PARIS
Vincent Delieuvin est conservateur au département des Peintures du Musée du Louvre. Il prépare une exposition Léonard de Vinci au Louvre, au printemps 2012.
L’œil : Peintre, sculpteur, ingénieur, metteur en scène… Léonard de Vinci couvre plusieurs champs de la création. Est-ce lié à sa personnalité ou à la tradition des humanistes du XVe et du XVIe siècle ?
Vincent Delieuvin : C’est lié à sa personnalité. Nombre d’artistes de la Renaissance faisaient partie de cercles humanistes et, à ce titre, étaient familiers des divers champs de la connaissance. Mais l’originalité de Léonard a été de couvrir lui-même la plupart de ces champs. Michel-Ange, par exemple, a mené des recherches en anatomie, tout comme Léonard, mais il n’a pas couvert l’ensemble des domaines que Vinci a étudiés. Plus que ses confrères, Léonard de Vinci a cherché à comprendre le monde, la nature, son organisation, son fonctionnement… Ce qui ne signifie pas qu’il a tout trouvé ! En peinture, par exemple, il a rencontré d’importants problèmes. Et un certain nombre de ses œuvres, comme La Cène, ou La Bataille d’Anghiari, peinte sur les murs du Palazzo Vecchio [à Florence], se sont abîmées de son vivant…
L’œil : Cela explique-t-il que peu de peintures nous soient parvenues ?
V. D. : Je ne le pense pas. Léonard est un homme d’expérience qui a une très haute opinion de l’art de la peinture.

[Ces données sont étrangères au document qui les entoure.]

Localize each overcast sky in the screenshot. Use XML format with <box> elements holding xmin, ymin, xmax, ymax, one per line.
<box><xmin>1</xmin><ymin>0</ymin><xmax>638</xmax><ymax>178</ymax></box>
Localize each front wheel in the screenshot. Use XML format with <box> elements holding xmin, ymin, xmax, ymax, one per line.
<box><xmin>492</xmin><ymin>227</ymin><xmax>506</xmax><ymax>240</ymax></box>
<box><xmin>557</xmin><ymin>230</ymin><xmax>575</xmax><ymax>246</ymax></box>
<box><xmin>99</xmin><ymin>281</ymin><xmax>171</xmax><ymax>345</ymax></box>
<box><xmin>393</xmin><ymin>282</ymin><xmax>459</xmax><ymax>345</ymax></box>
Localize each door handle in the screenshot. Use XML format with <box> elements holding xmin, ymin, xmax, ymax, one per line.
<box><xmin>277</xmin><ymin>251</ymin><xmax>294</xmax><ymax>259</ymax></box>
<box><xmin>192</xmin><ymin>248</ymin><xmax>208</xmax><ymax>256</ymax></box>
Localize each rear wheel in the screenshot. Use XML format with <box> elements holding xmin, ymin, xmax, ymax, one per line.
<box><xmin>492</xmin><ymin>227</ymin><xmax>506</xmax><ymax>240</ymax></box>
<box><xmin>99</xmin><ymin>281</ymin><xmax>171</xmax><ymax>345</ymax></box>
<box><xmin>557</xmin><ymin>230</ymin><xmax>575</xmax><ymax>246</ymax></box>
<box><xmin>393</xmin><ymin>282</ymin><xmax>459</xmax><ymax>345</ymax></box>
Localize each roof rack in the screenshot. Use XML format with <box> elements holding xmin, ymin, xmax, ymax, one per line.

La peinture est pour lui l’aboutissement de multiples recherches. Parce que, pour peindre, il faut d’abord comprendre chaque élément qui va constituer le tableau. Si c’est un paysage, il lui faut étudier la terre, le ciel, la lumière, le sol, la couleur… Si ce sont des personnages, il lui faut comprendre l’anatomie, la façon dont le sang colore la peau, l’expression, etc. Et cela lui prend énormément de temps. Par ailleurs, Léonard est un peintre très lent dans l’exécution. C’est un perfectionniste.
L’œil : Les éléments du mythe Léonard de Vinci se mettent en place très tôt, de son vivant. Comment expliquer son aura, alors qu’il peint peu et travaille à la cour de Milan, qui n’est pas Florence ou Venise ?
V. D. : Venise et Florence ont été mises en avant par notre construction de l’histoire de l’art au XIXe siècle. Mais, n’exagérons pas, dans le contexte de la Renaissance, la cour de Ludovic le More est très importante, politiquement, économiquement et culturellement. Milan est un centre artistique prestigieux dans lequel les personnalités qui y vivent sont aussi importantes que Botticelli à Florence.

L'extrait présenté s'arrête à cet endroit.